BETTER DAYS: Amazon's involvement once held promise for area air park.

Global Flight Source Inc., also at the Wilmington Air Park, will lay off two workers, the company reported.

The move was expected, said Daniel Evers, executive director of the Clinton County Port Authority, which owns the air park, a former Air Force base.

Those jobs can be replaced “over time,” Evers said.

“We have continued to pursue other opportunities,” he said.

Evers said the air park last week announced a new tenant. The Columbus-based law offices of Robert A. Schuerger Co. leased 4,400 square feet of office space at the park. The business will operate a legal office and a call center there, with 50 new jobs expected.

The new office “diversifies our employment base,” Evers said. The company is new to Wilmington and Clinton County and represents a new kind of operation for the air park, he said.

The lease term is about five years, with a five-year renewal option, the park said.

“We continue to pursue aviation and air park-related opportunities, as well as more broadly manufacturing and distribution opportunities,” Evers said.

“We’re obviously going to redouble those efforts,” he added.

A month ago, Joe Hete, president and chief executive of Air Transport Services Group (ATSG), which is based at the Wilmington facility, told this news outlet that about 300 people would likely lose their jobs at Wilmington Air Park as a result of Amazon's decision at the time to build a global cargo hub at Cincinnati/Northern Kentucky International Airport.

RELATED: Amazon operation helps grow Wilmington company

LGSTX is part of ATSG.

On Tuesday, Hete said a recent job fair was held at the air park to assist those who are subject to the WARN notice. Also, a severance-retention program is being offered to keep those workers employed until the end of the April, when the Amazon operation is scheduled to be shut down.

A spokesman for Amazon, Jim Billimoria, said in an email that Amazon plans to offer job opportunities at any Amazon site across the U.S. to those involved in the package sorting that happens today in Wilmington.

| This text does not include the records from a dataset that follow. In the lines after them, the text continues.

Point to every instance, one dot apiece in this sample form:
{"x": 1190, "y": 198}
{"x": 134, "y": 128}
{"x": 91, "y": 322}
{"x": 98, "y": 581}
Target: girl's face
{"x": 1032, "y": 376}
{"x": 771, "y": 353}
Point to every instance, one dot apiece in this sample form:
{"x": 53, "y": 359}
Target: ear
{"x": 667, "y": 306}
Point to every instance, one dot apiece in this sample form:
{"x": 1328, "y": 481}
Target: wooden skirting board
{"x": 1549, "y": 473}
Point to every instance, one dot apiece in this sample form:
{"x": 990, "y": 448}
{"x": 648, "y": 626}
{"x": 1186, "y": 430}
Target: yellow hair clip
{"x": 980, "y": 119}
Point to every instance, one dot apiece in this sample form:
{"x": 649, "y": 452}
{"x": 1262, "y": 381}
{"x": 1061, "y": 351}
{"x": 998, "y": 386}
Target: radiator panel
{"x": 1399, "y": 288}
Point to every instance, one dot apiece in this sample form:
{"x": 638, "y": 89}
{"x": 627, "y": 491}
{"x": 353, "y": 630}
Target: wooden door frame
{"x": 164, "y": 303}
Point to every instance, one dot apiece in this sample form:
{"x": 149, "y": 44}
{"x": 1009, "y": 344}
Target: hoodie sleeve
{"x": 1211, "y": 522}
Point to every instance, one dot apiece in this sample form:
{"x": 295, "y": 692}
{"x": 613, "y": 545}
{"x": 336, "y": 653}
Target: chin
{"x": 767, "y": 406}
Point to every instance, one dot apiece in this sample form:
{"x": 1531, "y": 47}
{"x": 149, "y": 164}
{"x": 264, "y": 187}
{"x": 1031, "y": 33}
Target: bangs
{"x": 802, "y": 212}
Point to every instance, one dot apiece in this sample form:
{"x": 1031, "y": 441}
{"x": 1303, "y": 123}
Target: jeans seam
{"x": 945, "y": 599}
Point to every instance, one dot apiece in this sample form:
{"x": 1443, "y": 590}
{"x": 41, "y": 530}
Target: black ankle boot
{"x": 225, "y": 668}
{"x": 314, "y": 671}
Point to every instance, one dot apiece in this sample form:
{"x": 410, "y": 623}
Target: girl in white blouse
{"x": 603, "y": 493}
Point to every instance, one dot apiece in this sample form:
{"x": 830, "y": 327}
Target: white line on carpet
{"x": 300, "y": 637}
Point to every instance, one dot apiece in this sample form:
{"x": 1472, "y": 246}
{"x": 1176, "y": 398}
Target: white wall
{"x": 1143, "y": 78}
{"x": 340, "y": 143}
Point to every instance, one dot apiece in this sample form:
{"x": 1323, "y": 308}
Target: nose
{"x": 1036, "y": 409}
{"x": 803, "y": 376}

At the time of Amazon’s decision, Gov. John Kasich said Amazon picked Northern Kentucky over Wilmington in large part because the airport in Covington has plenty of capacity and the Cincinnati-Northern Kentucky metro area has the workforce.

“They were very worried about the workforce,” Kasich said at at the time.

He noted that his administration was heavily involved in wooing Amazon but in the end the state can’t dictate where a company locates.

“They’re still going to be here in our region,” Kasich said.

The air park has weathered far worse storms. When air cargo carrier DHL shut down its hub at Wilmington in 2008, some 8,000 area jobs were lost.